Ayşenur Arslan “hain” ilan edildi, RTÜK Halk TV ile ilgili soruşturma başlattı. Resmiyet dünyası “hepimiz TMT’yiz” diye hep bir ağızdan konuşmaya başlayınca, “Z kuşağı” ister istemez “TMT ne ki? diye soracaktı.
Soruyu yanıtlamayı, Kıbrıs’ta Türkçe yayın yapan internet gazetesi “Gazedda” üstlenmiş. Sözü, hariçten konuşanlar yerine, anne babaları bir kuşak önce TMT ile tanışmış “teşkilat”ın adada yürüttüğü şiddet kampanyalarına muhatap ya da tanık olmuş, kendileri birleşik kıbrıs umudunu terk etmemiş genç gazetecilere bırakıyoruz. Onların tanıdığı ve mirasıyla birlikte yaşamaya yazgılı kaldıkları TMT, resmiyetin TMT’sine pek benzemiyor. Gazedda’dan aktarıyoruz…

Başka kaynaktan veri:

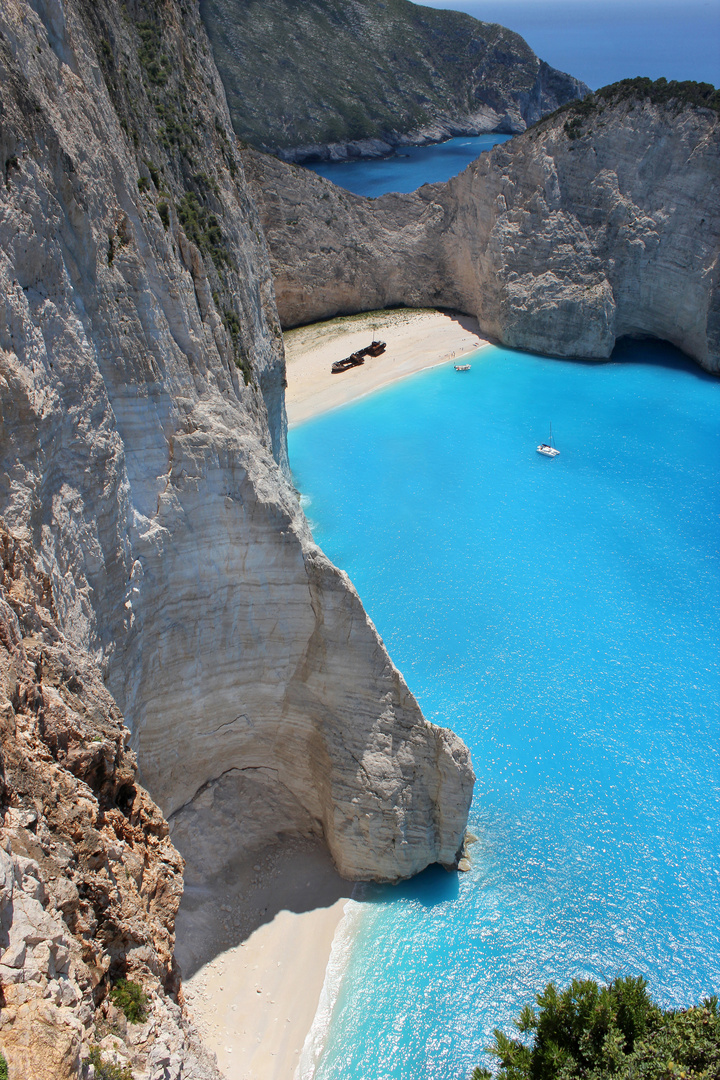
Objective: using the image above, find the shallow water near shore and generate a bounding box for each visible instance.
[307,132,512,199]
[289,343,720,1080]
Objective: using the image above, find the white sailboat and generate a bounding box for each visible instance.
[538,423,560,458]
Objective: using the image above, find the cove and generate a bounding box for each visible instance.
[289,342,720,1080]
[308,132,512,199]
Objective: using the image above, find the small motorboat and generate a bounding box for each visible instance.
[538,424,560,458]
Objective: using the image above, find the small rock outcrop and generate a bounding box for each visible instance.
[0,0,474,946]
[0,526,219,1080]
[201,0,588,161]
[244,80,720,372]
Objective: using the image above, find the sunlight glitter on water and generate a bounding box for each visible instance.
[290,345,720,1080]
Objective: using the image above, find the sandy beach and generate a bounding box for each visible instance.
[174,309,488,1080]
[285,308,489,428]
[180,841,352,1080]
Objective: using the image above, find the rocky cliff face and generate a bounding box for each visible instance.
[201,0,588,161]
[245,80,720,372]
[0,526,219,1080]
[0,0,473,997]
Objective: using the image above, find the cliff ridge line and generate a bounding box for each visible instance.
[243,79,720,372]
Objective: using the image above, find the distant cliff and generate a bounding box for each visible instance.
[201,0,588,161]
[0,0,474,1067]
[245,80,720,372]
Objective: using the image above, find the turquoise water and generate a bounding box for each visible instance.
[308,133,511,199]
[289,343,720,1080]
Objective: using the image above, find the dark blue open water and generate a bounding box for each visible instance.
[309,0,720,197]
[309,133,511,199]
[289,343,720,1080]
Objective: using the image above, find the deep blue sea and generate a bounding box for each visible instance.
[308,133,511,199]
[289,343,720,1080]
[309,0,720,197]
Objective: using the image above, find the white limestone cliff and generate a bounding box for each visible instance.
[0,0,474,946]
[245,84,720,372]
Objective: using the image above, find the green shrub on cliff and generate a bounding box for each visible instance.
[473,977,720,1080]
[110,978,148,1024]
[546,78,720,139]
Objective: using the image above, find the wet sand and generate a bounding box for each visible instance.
[284,308,489,428]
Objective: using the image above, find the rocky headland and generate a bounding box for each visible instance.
[0,0,474,1080]
[200,0,588,161]
[244,80,720,372]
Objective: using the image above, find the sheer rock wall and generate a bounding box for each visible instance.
[0,525,219,1080]
[244,95,720,372]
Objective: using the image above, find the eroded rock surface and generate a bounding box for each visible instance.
[245,84,720,372]
[0,527,219,1080]
[201,0,588,161]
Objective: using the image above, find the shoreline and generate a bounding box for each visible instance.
[178,840,353,1080]
[284,308,491,428]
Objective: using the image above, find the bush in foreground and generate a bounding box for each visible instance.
[110,978,148,1024]
[473,977,720,1080]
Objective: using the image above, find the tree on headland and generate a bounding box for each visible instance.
[473,976,720,1080]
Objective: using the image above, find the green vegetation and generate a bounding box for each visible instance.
[535,78,720,139]
[110,978,148,1024]
[137,21,171,86]
[83,1047,133,1080]
[145,161,160,191]
[473,977,720,1080]
[201,0,587,149]
[175,191,231,273]
[221,306,253,386]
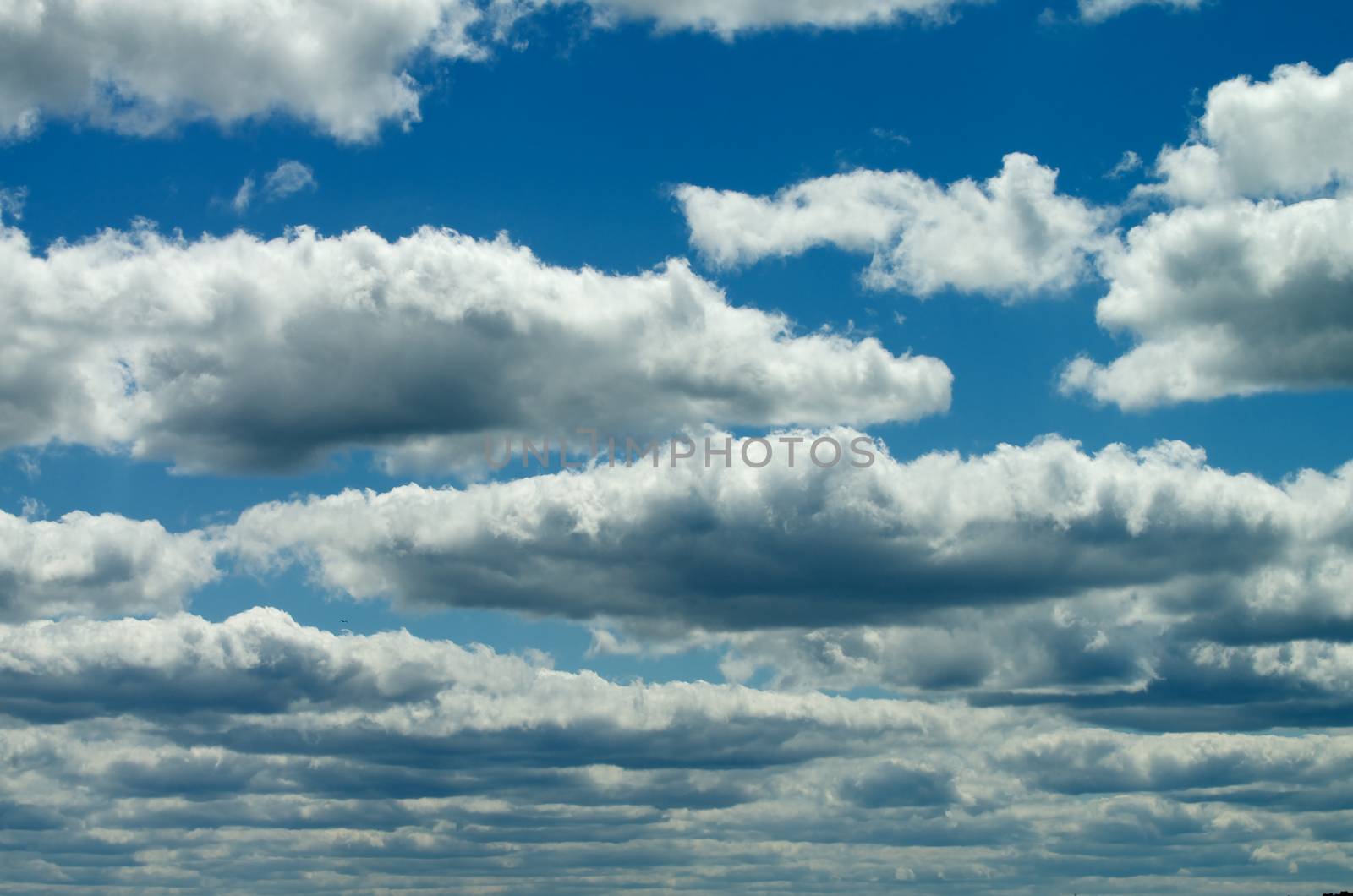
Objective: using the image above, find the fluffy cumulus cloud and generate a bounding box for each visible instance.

1 Ağustos her yıl, Türk Mukavemet Teşkilatı’nın (TMT) kuruluş yıldönümü olarak “kutlanıyor”. Ancak, 1958’in 1 Ağustosu’nda kurulduğu söylenen TMT’nin 1 Ağustos öncesinde gerçekleştirdiği cinayetler ve yayımladığı bildiriler de mevcut.
Örneğin, 22 Mayıs ile 3 Temmuz 1958 tarihlerinde Fazıl Önder, Ahmet Yahya öldürüldü; Ahmet Sadi Erkurt, Abdurrahman Candaş, Mustafa Ali, Hasan Ali, Arif Hulusi Barudi isimli Kıbrıslıtürk muhalifler saldırıya uğradı.
26 Mayıs 1958 tarihli “TMT Merkez Komitesi’ imzalı bildiride, öldürülen Kıbrıslıtürk solcular için “hak ettikleri cezayı buldukları” belirtilirken, 31 Mayıs 1958 tarihli bir başka bildiride ise Ahmet Yahya’nın öldürülmesinden sonra “gerçek Türk olmayan bir hain daha vurucu timlerimiz tarafından yok edilmiştir” denilmiştir.
Araştırmacı Gazeteci Mete Hatay, 2015 yılının Mayıs ayında Havadis’in eki olan Poli Gazetesi’nde TMT’nin 1 Ağustos’ta kurulduğu yalanını, belgeleriyle gösterdi. Bildiriler, Mete Hatay’ın izniyle yayımlanmıştır.
Mete Hatay’ın Poli Dergisi’nde yayımlanan makalesinden bir kesit şöyle:
27-28 Ocak 1958 olaylarında sonra toplumlararası şiddet de tırmanmaya başlamıştı. İngiliz askerlerinin Kıbrıslı eylemcilerin üzerine yürümesi ve çıkan arbedede yedi Kıbrıslı Türk’ün öldürülmesinden sonra, o güne kadar İngilizlerle hareket eden Kıbrıslı Türkler gitmiş yerine ihanete uğramış duygusuyla hareket eden Türkler gelmişti. Artık sorun ancak şiddet yoluyla çözülebilirdi kanısı gittikçe kabul görmeye başlanmıştı. TMT adlı yeni kurulmuş olan yeraltı örgütü kontrolü ele almış ve Türk bölgelerini “temizlemeye” başlamıştı bile. Karışık mahallelerdeki Rum evleri yakılıyor, Belediyelerin ayrılması için çalışmalar yapılıyor, Muhtarlar istifaya zorlanıyor, hayatlar, mekanlar, duygular hızla etnik bir homojenleşme yaşıyordu. İngiliz arşivlerinde rastladığım 4 Nisan 1958 tarihli TMT bildirisi o dönemi özetler niteliktedir.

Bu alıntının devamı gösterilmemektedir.